Os testes realizados com pombos demonstraram que estas aves não se limitam a respostas automáticas a estímulos, mas experimentam os estímulos de maneira subjetiva. Em situações de ambiguidade visual, os pombos alternam entre diferentes interpretações, indicando uma experiência perceptiva dinâmica, conforme observado em humanos.
Além disso, estudos com corvos revelaram atividades cerebrais que não dependem exclusivamente da presença física de um estímulo, mas refletem a percepção interna do animal. Essas descobertas sugerem que a consciência nas aves é gerada por estruturas cerebrais equivalentes às dos mamíferos, especialmente o NCL (nidopallium caudolaterale), que desempenha funções análogas ao córtex pré-frontal humano.
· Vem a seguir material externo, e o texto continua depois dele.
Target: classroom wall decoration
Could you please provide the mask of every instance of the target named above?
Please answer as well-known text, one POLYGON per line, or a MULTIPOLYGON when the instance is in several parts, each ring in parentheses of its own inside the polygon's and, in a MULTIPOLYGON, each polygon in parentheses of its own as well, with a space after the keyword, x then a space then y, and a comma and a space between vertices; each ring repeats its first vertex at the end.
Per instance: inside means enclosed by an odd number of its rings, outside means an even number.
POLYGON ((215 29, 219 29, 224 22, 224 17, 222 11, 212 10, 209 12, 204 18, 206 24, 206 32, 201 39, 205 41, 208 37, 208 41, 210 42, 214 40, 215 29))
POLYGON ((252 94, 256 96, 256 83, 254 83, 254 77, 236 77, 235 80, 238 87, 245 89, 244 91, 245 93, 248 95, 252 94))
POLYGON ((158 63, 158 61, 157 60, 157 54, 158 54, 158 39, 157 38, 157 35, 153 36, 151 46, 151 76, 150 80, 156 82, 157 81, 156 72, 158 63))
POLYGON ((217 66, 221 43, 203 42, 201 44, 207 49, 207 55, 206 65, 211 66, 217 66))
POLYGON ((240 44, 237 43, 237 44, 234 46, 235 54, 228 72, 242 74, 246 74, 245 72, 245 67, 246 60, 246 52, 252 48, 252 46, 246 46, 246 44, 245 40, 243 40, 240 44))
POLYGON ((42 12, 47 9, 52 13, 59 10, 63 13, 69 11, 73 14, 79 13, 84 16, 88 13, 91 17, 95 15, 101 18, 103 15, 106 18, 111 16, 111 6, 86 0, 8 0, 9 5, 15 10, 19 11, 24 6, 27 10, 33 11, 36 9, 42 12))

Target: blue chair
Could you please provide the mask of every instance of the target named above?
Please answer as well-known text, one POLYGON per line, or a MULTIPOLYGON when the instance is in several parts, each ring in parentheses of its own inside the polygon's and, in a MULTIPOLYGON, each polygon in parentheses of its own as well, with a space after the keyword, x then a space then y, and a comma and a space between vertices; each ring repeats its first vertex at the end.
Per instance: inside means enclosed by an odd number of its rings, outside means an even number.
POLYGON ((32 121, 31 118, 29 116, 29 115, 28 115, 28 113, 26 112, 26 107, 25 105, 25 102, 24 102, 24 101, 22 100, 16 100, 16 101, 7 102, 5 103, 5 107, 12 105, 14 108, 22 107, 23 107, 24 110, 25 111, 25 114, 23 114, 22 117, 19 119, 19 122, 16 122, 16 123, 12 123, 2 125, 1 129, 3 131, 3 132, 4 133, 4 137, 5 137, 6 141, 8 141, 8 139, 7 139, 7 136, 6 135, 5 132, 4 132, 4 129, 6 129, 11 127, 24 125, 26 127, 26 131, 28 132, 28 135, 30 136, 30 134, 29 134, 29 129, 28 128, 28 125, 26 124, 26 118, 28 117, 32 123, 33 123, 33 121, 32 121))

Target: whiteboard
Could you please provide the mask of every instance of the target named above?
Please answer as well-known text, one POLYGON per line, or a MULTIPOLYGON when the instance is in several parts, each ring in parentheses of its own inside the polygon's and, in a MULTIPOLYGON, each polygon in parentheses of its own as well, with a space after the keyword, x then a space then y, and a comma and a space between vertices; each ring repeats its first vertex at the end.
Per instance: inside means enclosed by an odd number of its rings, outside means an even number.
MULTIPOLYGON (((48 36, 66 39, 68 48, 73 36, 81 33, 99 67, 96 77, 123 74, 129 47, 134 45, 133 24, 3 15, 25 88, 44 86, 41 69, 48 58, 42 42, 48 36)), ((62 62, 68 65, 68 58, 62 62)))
A proposta teórica de Albert Newen e Carlos Montemayor, denominada Teoria ALARM, sugere que a consciência evoluiu em três estágios funcionais: o Despertar Básico, o Alerta Geral e a Consciência Reflexiva. Cada uma dessas etapas responde a pressões evolutivas específicas, com foco na sobrevivência e integração social.
Experimentos adicionais indicam que algumas aves, como os corvídeos, exibem autoconsciência, passando em testes de reflexo ao se comportarem de maneira diferente diante de seu reflexo. Essas evidências ressaltam que a consciência nas aves, embora limitada, oferece novas perspectivas sobre a evolução da cognição.